FINRA highlights five key regulatory principles and effective practices:

  • Governance and supervision of algorithms. This includes initially assessing the methodology of digital tools and the quality and reliability of data inputs, as well as ongoing evaluation such as testing the tools to ensure they are performing as expected, and determining whether models used by a tool remain appropriate as market conditions change;
  • Customer profiling. This includes assessing both a customers’ risk capacity and risk willingness, and addressing contradictory or inconsistent responses in customer-provided information;
  • Governance and supervision of portfolios and conflicts of interest. This includes determining the risk, return and diversification characteristics of a portfolio suitable for a given investor profile, and mitigating – through avoidance or disclosure – conflicts that can arise through the selection of securities for a portfolio;
  • Rebalancing. This includes providing descriptions of how the rebalancing works and procedures that define how the tools will act in the event of a major market movement;
  • Training. Training enables financial professionals to understand the key assumptions and limitations of individual digital investment advice tools, and determine when use of a tool may not be appropriate for a client.

In addition, investors should be apprised of (i) the soundness of the information gathered by the firm, (ii) the investment approach embodied in the digital tools, and (iii) the underlying assumptions used in such advice tools. FINRA cautioned that digital investment advice tools do not necessarily eliminate conflicts of interest, and that investors should understand the services provided by the tools, the costs of those services and how the services will be performed. FINRA stated that the report is not intended to create any new legal requirements or change the existing regulatory obligations of broker-dealers.
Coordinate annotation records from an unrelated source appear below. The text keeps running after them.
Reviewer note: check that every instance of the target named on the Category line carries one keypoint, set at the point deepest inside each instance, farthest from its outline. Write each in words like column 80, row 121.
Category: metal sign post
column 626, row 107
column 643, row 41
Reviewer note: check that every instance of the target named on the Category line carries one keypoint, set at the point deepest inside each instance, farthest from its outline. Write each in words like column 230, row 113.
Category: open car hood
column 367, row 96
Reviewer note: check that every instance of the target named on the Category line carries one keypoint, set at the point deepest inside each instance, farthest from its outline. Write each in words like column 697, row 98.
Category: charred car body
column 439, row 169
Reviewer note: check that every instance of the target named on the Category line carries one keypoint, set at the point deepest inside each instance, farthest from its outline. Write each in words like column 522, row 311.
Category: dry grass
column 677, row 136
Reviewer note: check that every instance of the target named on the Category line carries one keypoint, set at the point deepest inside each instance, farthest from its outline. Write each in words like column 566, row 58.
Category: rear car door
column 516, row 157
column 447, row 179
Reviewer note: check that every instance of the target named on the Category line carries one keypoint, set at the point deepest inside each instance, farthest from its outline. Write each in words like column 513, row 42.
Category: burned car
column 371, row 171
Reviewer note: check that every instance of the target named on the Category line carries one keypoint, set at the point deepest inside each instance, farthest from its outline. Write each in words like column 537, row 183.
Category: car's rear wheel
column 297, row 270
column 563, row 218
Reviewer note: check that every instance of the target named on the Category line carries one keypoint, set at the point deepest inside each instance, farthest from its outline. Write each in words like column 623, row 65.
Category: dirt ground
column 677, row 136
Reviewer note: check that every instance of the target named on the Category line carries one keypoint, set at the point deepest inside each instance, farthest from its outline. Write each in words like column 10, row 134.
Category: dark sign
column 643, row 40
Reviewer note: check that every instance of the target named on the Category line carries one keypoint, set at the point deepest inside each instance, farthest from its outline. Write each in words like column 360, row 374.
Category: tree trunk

Lofchie Comment: This is a thorough and practical report. Although it focuses on providing e-advisory services to customers, much of the discussion is equally relevant to firms that provide personalized advice to customers (e.g., the section that pertains to asking customers about their objectives and potential risks: different results can arise from identical situations). This report should be reviewed by anyone (broker-dealer or adviser) who is responsible for providing advice to customers – or for supervising or monitoring that advice – regardless of how the advice might be delivered.